Madeline Stitt
Digital Strategist

Your User Assumptions Are Costing You

ai blind

What one model promotes, another may redact. AI has created a new form of brand inequality and most marketers don’t know it exists.

Today’s leading AI-engines are actively recommending products to your customers. Take out your phone and see for yourself. Ask your favorite AI engine for a recommendation on the best beer to enjoy on a patio this spring. Now ask another for a recommendation on a decongestant to help with an allergy-induced spring cold. Finally, ask what the best candy is to put in your kid’s birthday party goodie bag. I’m sure they provided varying levels of recommendations - some product agnostic, others incredibly specific. And your results would look different if you did this search across ChatGPT, Gemini and Claude.

Here’s what most marketers are missing: the variance between AI models isn’t accidental. It’s engineered. Every LLM is a product of its parent company’s internal safety frameworks and tolerance for risk. One platform freely showcases your brand, another scrubs it entirely. Your brand’s digital presence can vanish behind a wall of AI caution - not because of poor SEO strategies, but because of policy decisions made by these platforms.

We mapped the redlines.

We tested ChatGPT, Gemini and Claude across a variety of categories. The goal was simple: map where AI draws its lines when it comes to product recommendations and what it means for brand visibility. 

The findings were stark. The hierarchy breaks down into three zones:

Green Zone - These categories receive direct brand names and, in some models, links to purchase. Relatively open territory. Brands here should focus on winning the first search - and mapping content to user intent. If a shopper searches for you once, agents remember, and recommend your brand in the future where relevant.

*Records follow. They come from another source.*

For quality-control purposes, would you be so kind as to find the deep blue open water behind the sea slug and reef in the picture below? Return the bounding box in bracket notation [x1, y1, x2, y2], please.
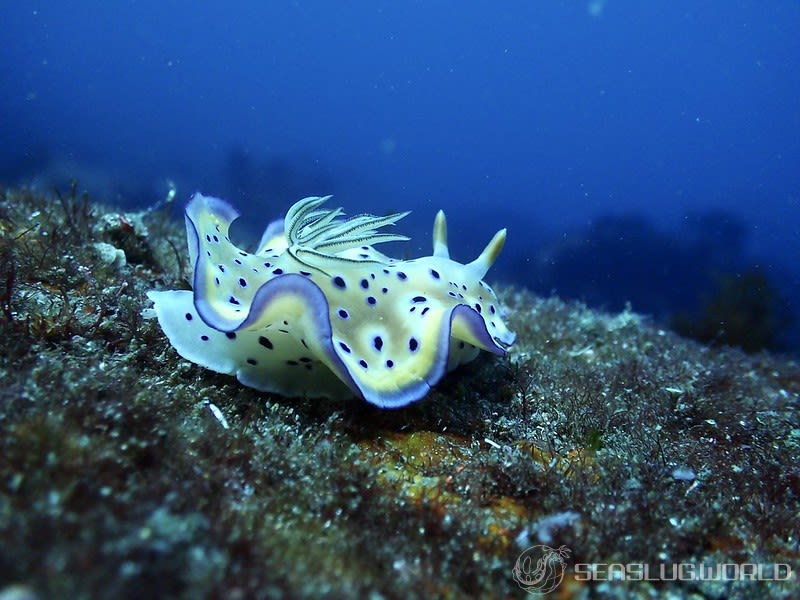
[0, 0, 800, 351]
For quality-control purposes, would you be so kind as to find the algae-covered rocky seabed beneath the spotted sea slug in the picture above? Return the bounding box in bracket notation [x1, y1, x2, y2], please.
[0, 188, 800, 598]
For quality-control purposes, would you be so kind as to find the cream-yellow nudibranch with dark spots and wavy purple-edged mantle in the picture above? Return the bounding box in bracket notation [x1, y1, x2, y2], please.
[148, 193, 515, 408]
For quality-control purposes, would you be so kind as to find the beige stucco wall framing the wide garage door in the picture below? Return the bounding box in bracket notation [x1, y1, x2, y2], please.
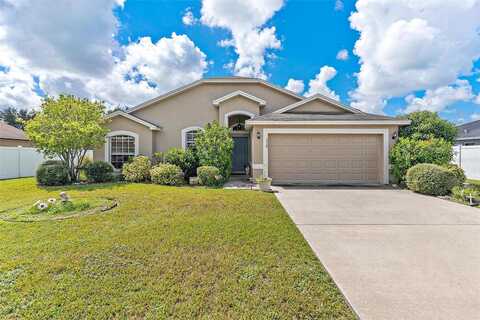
[250, 124, 398, 178]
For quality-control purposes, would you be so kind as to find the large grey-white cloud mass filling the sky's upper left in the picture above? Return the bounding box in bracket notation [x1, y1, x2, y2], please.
[0, 0, 208, 108]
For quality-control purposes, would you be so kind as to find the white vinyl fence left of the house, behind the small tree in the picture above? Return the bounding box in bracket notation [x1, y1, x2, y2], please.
[0, 147, 93, 179]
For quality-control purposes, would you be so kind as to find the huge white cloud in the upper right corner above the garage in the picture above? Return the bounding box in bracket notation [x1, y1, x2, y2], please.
[350, 0, 480, 112]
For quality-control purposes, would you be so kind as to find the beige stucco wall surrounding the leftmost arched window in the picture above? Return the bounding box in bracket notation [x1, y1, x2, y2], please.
[93, 116, 156, 160]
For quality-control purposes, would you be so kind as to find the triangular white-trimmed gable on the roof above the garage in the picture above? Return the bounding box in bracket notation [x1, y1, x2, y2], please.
[274, 94, 361, 114]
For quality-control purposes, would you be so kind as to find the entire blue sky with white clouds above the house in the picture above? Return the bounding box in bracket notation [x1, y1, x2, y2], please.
[0, 0, 480, 123]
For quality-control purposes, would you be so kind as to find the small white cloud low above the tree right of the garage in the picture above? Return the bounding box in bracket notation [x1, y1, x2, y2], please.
[405, 80, 474, 113]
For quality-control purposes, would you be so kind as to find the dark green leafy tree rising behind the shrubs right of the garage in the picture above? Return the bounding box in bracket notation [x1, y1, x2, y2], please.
[399, 111, 457, 143]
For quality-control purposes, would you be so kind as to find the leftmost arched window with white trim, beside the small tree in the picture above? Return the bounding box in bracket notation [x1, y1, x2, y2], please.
[105, 131, 138, 169]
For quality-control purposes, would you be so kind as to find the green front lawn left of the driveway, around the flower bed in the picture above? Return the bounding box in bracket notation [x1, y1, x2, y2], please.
[0, 179, 355, 319]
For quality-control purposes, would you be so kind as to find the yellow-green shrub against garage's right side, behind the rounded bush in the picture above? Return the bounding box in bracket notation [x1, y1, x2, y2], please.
[390, 138, 453, 183]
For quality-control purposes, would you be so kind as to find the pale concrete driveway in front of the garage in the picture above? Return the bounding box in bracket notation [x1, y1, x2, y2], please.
[277, 187, 480, 319]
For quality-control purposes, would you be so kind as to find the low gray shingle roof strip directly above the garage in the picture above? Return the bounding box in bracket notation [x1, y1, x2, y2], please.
[252, 113, 398, 122]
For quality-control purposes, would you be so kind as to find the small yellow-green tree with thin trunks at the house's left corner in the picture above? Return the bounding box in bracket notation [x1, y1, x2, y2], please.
[26, 95, 108, 182]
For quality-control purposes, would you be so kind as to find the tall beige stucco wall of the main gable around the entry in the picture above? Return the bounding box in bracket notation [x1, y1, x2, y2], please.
[131, 83, 299, 152]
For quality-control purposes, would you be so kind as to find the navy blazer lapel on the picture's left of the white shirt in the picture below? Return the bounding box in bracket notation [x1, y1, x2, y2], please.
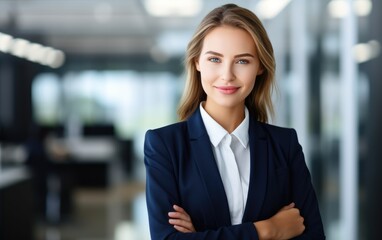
[187, 109, 231, 226]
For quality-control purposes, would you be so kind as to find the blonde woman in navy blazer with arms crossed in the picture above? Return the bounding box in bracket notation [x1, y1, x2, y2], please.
[144, 4, 325, 240]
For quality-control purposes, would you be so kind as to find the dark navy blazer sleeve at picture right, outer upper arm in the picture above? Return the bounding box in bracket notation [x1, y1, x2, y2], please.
[288, 130, 325, 240]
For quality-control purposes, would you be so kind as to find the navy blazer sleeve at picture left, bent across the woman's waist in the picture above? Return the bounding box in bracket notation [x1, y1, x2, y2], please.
[144, 130, 258, 240]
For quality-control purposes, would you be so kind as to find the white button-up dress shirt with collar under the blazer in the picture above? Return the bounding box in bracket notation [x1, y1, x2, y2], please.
[199, 103, 250, 225]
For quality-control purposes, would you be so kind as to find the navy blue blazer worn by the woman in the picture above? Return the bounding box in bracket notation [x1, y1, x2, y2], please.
[144, 109, 325, 240]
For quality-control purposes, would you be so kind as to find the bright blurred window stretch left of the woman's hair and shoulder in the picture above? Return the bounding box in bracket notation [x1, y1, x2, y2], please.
[33, 70, 181, 138]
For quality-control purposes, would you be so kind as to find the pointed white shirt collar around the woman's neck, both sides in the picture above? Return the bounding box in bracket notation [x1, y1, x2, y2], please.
[199, 102, 249, 148]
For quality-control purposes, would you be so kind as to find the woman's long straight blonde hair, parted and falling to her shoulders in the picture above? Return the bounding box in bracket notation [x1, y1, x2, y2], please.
[178, 4, 276, 122]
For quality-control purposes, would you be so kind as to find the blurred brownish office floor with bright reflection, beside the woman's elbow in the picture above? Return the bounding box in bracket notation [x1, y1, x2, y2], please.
[35, 165, 149, 240]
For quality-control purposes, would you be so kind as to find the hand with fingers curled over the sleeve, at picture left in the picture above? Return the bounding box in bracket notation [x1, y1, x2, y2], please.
[168, 205, 195, 233]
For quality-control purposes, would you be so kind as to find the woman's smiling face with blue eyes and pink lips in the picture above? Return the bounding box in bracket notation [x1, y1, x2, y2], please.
[195, 26, 262, 109]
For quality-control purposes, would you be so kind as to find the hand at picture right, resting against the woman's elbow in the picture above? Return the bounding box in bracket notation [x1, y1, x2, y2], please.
[254, 203, 305, 240]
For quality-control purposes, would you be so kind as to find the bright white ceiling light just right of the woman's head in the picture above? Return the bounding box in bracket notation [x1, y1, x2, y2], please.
[255, 0, 291, 19]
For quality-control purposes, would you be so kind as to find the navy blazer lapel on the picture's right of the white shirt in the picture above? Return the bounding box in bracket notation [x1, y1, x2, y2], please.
[243, 119, 268, 222]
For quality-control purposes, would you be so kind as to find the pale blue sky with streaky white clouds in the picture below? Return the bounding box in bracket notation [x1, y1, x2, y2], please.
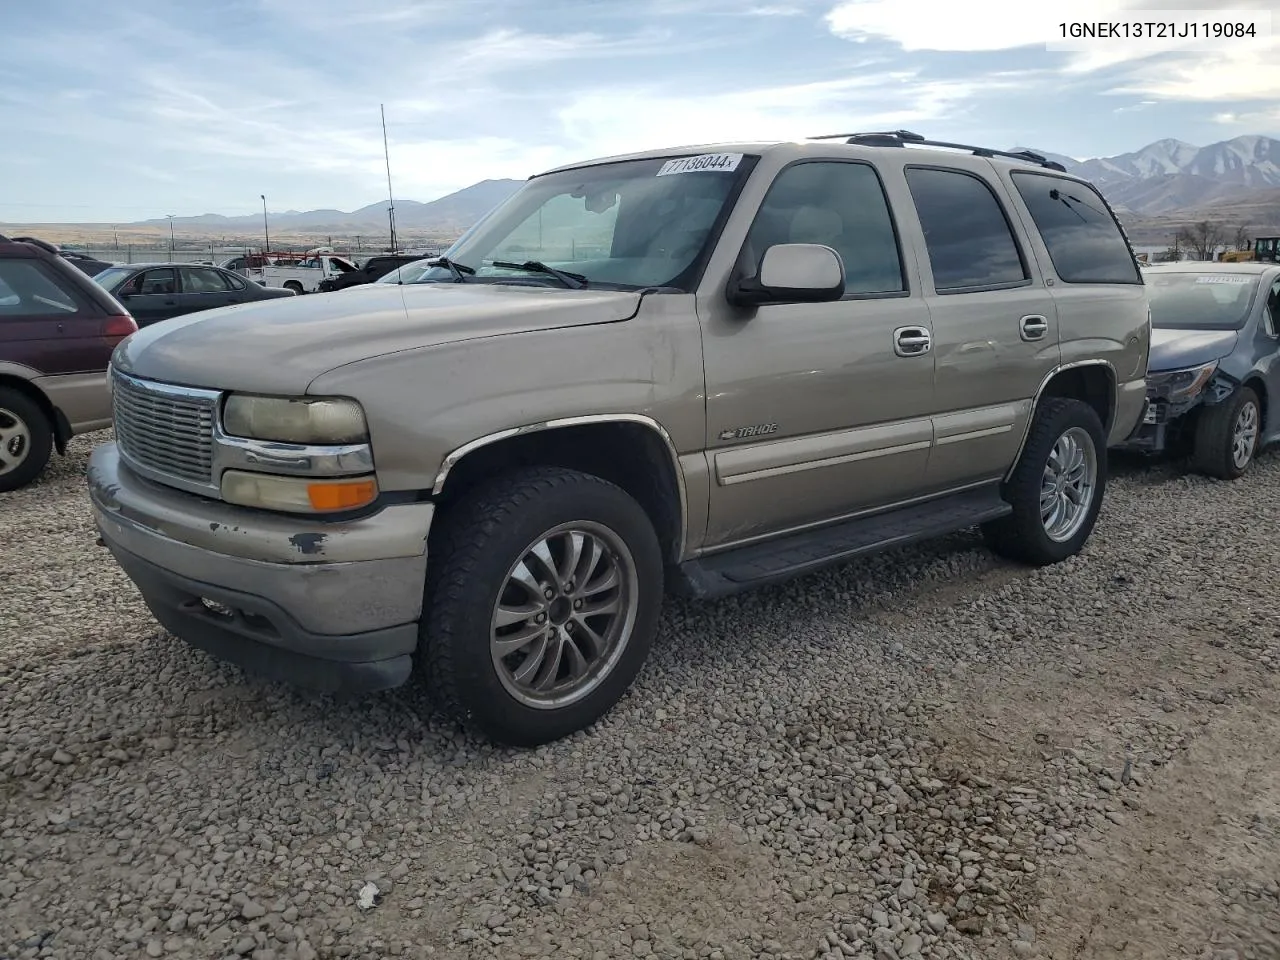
[0, 0, 1280, 223]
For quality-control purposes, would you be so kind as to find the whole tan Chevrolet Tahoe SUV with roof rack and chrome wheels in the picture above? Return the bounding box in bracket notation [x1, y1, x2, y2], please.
[88, 132, 1149, 745]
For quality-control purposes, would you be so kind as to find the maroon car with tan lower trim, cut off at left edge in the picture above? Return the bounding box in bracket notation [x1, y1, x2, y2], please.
[0, 236, 138, 493]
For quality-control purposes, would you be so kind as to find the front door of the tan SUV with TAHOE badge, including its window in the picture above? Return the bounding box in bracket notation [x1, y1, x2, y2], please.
[699, 160, 934, 547]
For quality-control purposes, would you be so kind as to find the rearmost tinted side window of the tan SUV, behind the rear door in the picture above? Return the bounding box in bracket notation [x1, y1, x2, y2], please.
[1012, 173, 1142, 283]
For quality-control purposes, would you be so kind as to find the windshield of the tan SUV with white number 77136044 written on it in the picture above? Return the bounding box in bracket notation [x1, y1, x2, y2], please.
[419, 154, 755, 292]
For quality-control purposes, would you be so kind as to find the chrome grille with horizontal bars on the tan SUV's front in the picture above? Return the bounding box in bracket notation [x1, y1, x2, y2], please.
[111, 372, 218, 486]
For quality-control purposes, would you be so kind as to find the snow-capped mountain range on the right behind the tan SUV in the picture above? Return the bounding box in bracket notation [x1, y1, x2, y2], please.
[1015, 136, 1280, 216]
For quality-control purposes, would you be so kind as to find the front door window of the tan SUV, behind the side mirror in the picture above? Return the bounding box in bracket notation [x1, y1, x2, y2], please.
[744, 161, 906, 296]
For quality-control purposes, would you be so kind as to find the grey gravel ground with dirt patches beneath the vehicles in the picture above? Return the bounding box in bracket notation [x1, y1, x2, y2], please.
[0, 435, 1280, 960]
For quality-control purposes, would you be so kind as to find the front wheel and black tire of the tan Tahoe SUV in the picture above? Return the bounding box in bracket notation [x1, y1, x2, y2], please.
[420, 467, 663, 746]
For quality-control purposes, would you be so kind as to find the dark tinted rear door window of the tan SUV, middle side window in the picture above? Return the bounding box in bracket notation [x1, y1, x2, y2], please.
[906, 168, 1028, 291]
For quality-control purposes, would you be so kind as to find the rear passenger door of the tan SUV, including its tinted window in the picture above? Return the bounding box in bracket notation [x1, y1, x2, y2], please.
[902, 156, 1060, 490]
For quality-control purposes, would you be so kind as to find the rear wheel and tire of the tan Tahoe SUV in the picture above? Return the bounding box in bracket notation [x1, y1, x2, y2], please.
[982, 397, 1107, 567]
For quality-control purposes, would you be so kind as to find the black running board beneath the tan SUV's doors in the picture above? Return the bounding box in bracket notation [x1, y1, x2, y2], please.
[672, 484, 1012, 599]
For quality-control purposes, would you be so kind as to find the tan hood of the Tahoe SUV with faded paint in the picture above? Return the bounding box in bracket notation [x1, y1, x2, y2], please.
[113, 283, 640, 396]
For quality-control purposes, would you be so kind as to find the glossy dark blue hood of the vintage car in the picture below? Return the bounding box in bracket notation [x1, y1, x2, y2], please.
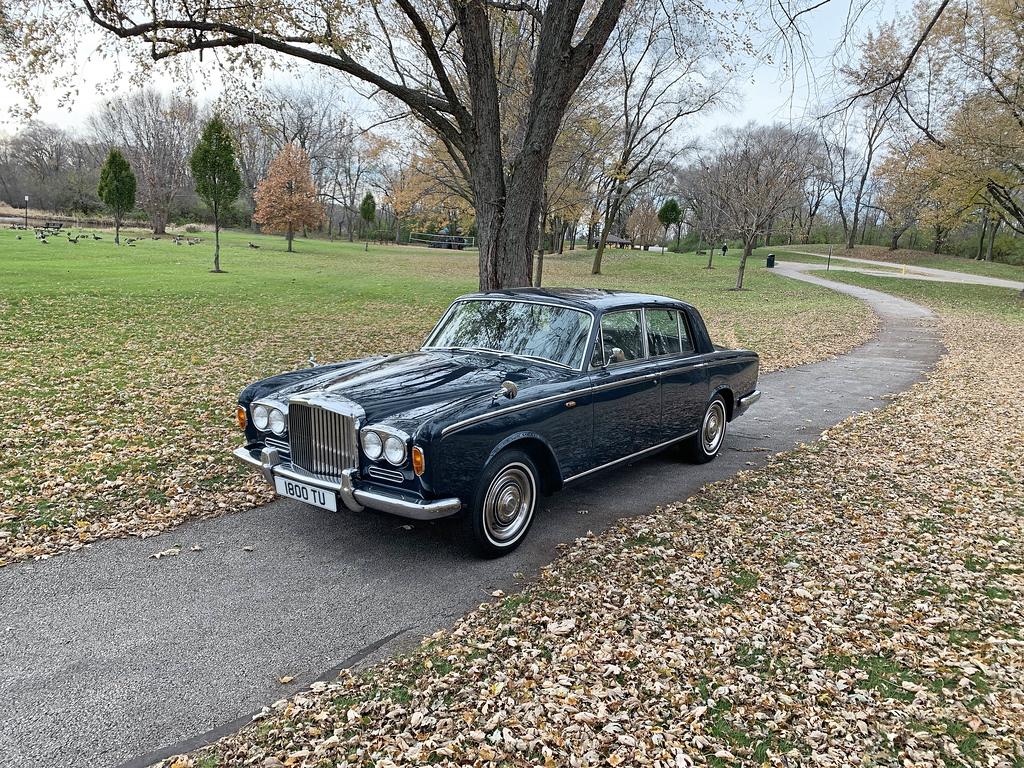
[288, 351, 575, 426]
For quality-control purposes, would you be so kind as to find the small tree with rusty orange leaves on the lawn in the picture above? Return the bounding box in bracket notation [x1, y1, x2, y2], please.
[253, 143, 324, 253]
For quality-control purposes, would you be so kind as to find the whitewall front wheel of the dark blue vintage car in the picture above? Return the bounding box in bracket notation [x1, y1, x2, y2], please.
[456, 451, 539, 557]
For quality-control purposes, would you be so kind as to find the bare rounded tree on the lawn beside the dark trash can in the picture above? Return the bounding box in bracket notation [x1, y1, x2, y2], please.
[705, 123, 809, 291]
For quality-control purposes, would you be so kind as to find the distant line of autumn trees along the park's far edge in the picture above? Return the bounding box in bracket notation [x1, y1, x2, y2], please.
[0, 0, 1024, 276]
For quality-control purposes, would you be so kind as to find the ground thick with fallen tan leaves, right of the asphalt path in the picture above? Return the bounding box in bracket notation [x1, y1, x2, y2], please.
[172, 303, 1024, 768]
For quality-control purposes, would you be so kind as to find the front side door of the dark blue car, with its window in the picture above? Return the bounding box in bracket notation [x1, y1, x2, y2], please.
[591, 309, 662, 467]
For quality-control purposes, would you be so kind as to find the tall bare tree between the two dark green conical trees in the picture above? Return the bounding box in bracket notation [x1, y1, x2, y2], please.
[89, 88, 201, 234]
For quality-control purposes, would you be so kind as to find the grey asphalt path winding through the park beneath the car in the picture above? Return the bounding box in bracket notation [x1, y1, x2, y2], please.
[0, 264, 942, 768]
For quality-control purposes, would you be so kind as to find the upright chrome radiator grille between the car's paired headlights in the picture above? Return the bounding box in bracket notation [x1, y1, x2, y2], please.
[288, 402, 358, 475]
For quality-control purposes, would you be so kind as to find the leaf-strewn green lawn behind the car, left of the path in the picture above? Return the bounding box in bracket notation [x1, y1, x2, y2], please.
[0, 229, 870, 564]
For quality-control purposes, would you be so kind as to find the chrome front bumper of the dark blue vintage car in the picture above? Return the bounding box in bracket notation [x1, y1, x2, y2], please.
[232, 445, 462, 520]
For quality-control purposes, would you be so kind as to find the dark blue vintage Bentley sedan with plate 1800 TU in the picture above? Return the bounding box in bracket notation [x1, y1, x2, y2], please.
[234, 288, 761, 556]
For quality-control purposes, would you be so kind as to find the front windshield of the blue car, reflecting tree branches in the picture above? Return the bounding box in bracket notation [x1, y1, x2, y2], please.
[424, 300, 591, 369]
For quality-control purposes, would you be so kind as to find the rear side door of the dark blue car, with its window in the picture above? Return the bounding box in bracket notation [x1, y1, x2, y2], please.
[644, 307, 709, 442]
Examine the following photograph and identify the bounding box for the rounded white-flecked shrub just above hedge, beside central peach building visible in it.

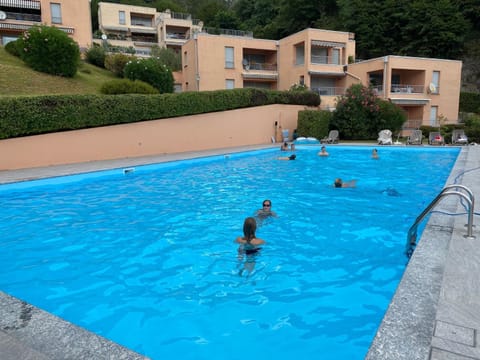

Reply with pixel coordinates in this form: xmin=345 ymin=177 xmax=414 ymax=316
xmin=124 ymin=58 xmax=173 ymax=94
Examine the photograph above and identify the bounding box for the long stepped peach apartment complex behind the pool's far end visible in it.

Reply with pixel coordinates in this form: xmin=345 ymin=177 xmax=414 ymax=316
xmin=182 ymin=29 xmax=462 ymax=128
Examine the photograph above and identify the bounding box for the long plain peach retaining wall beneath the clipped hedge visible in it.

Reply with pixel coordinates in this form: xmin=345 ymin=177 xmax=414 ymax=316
xmin=0 ymin=105 xmax=305 ymax=170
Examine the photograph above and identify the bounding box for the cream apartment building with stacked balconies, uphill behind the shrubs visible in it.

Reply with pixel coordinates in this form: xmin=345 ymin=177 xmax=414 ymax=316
xmin=94 ymin=2 xmax=203 ymax=56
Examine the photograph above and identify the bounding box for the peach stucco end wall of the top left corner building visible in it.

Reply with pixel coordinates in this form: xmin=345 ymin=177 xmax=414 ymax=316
xmin=40 ymin=0 xmax=92 ymax=48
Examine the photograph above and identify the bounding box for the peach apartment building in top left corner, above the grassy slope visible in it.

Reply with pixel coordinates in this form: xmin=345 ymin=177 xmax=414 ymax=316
xmin=0 ymin=0 xmax=92 ymax=49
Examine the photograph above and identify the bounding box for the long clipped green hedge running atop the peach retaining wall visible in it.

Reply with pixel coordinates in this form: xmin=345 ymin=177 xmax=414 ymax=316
xmin=0 ymin=89 xmax=320 ymax=139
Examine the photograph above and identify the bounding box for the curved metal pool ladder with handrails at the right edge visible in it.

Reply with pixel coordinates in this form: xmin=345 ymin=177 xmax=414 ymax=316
xmin=405 ymin=185 xmax=475 ymax=258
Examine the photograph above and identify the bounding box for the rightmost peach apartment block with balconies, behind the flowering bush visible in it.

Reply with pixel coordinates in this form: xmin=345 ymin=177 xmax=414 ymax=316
xmin=346 ymin=55 xmax=462 ymax=129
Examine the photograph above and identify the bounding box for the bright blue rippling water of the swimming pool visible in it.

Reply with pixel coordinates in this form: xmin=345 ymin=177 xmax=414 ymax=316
xmin=0 ymin=146 xmax=459 ymax=360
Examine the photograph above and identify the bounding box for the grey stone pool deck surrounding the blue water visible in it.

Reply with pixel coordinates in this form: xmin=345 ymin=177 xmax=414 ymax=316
xmin=0 ymin=144 xmax=480 ymax=360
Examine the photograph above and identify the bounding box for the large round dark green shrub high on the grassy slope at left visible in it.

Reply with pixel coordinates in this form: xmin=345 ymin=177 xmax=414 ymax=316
xmin=17 ymin=25 xmax=80 ymax=77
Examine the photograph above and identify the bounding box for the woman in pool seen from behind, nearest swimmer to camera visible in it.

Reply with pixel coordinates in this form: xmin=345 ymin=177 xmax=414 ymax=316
xmin=235 ymin=217 xmax=265 ymax=275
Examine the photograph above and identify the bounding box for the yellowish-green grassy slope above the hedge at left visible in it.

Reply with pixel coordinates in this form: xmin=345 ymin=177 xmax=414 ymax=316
xmin=0 ymin=46 xmax=115 ymax=96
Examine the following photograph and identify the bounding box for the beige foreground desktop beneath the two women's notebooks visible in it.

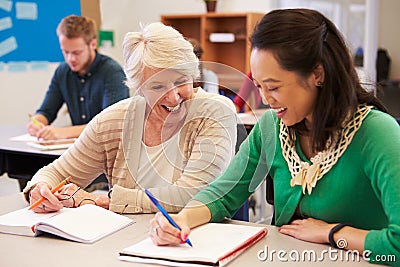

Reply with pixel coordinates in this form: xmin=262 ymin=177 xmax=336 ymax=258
xmin=0 ymin=194 xmax=372 ymax=267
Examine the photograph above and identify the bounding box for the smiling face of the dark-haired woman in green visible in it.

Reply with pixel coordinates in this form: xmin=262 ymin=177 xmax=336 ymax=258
xmin=250 ymin=49 xmax=323 ymax=126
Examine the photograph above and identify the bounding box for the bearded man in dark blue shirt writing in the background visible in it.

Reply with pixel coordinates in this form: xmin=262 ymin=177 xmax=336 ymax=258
xmin=27 ymin=15 xmax=129 ymax=139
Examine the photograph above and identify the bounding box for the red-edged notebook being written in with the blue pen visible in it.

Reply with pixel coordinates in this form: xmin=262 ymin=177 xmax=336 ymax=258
xmin=119 ymin=223 xmax=267 ymax=266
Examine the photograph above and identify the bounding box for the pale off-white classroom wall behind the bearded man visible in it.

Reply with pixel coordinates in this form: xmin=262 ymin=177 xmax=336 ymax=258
xmin=0 ymin=0 xmax=270 ymax=126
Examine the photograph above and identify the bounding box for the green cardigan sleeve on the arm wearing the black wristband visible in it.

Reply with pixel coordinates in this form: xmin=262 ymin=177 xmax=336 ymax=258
xmin=360 ymin=111 xmax=400 ymax=266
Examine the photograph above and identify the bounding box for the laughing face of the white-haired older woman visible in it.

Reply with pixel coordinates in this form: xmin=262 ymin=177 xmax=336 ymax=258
xmin=140 ymin=68 xmax=193 ymax=122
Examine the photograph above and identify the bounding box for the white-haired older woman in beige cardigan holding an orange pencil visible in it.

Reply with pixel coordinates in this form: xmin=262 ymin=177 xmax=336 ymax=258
xmin=24 ymin=23 xmax=236 ymax=216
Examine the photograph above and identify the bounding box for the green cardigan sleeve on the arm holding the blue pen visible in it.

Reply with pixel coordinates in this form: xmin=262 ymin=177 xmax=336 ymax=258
xmin=194 ymin=111 xmax=276 ymax=222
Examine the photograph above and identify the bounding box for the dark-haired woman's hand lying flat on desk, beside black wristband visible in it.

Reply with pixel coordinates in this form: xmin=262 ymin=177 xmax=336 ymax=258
xmin=279 ymin=218 xmax=335 ymax=243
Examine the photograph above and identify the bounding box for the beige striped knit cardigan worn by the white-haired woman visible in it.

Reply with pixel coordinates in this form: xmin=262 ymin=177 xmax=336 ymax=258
xmin=24 ymin=88 xmax=237 ymax=213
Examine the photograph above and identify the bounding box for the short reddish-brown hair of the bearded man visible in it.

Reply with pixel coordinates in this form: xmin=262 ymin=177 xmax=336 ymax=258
xmin=57 ymin=15 xmax=97 ymax=44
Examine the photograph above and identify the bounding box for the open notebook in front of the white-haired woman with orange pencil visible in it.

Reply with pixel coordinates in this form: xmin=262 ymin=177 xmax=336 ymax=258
xmin=0 ymin=204 xmax=133 ymax=243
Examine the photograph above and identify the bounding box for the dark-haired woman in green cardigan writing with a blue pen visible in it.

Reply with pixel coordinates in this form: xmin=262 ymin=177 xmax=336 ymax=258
xmin=150 ymin=9 xmax=400 ymax=266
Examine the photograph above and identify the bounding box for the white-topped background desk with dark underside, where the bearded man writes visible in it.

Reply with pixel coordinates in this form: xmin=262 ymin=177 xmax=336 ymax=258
xmin=0 ymin=125 xmax=65 ymax=189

Gray Zone - Prescription drugs. Responses here are inconsistent and model-dependent. Some AI engines block brand mentions entirely. Others offer cautious, hedged references. What your customer sees depends entirely on which tool they're using.

Example overview of depth of product recommendations within AI engines as of March 25th, 2026.

What this means for your strategy:

The brands that will win in AI-first discovery environments are those that align with the logic of these models, not fight it. Three imperatives for brands:

  1. Know Your Zone – and Know it Now. Most brands don’t know where they fall in the hierarchy. That’s not a neutral position – it means ceding ground to competitors who do. Map your category across the major models. The results will be uncomfortable. That’s the point. 
  2. Build Content That AI Can Use Even When It Won’t Name You. In the Gray and Brand-Free zones, the game shifts from brand mention to source citation. AI engines that won’t name your brand will still reference credible, useful category content. If your content isn’t built for that format, you’re not even getting the consolation prize.
  3. Treat AI Policies Like Regulatory Filings – They Change, and Quickly. The landscape mapped here reflects March 2026. Even while we were conducting this analysis, releases came out that adjusted the results given. These rules will continue to shift. New model updates, policy revisions, and competitive pressures mean the boundaries you map today may not apply next quarter. Build a monitoring cadence or accept that you’ll always be reacting.

The Question Every Brand Needs to Answer.

AI is the new gateway to product discovery. It is already in the consideration set for your customers – for what they eat, the medications they take, vehicle they test drive and items they purchase. The models shaping those recommendations are not neutral, and they are not static.

The brands that dominate early will be those acting now, not those waiting for the landscape to stabilize, because it won’t.

When your customer asks AI for a recommendation, are you even in the conversation?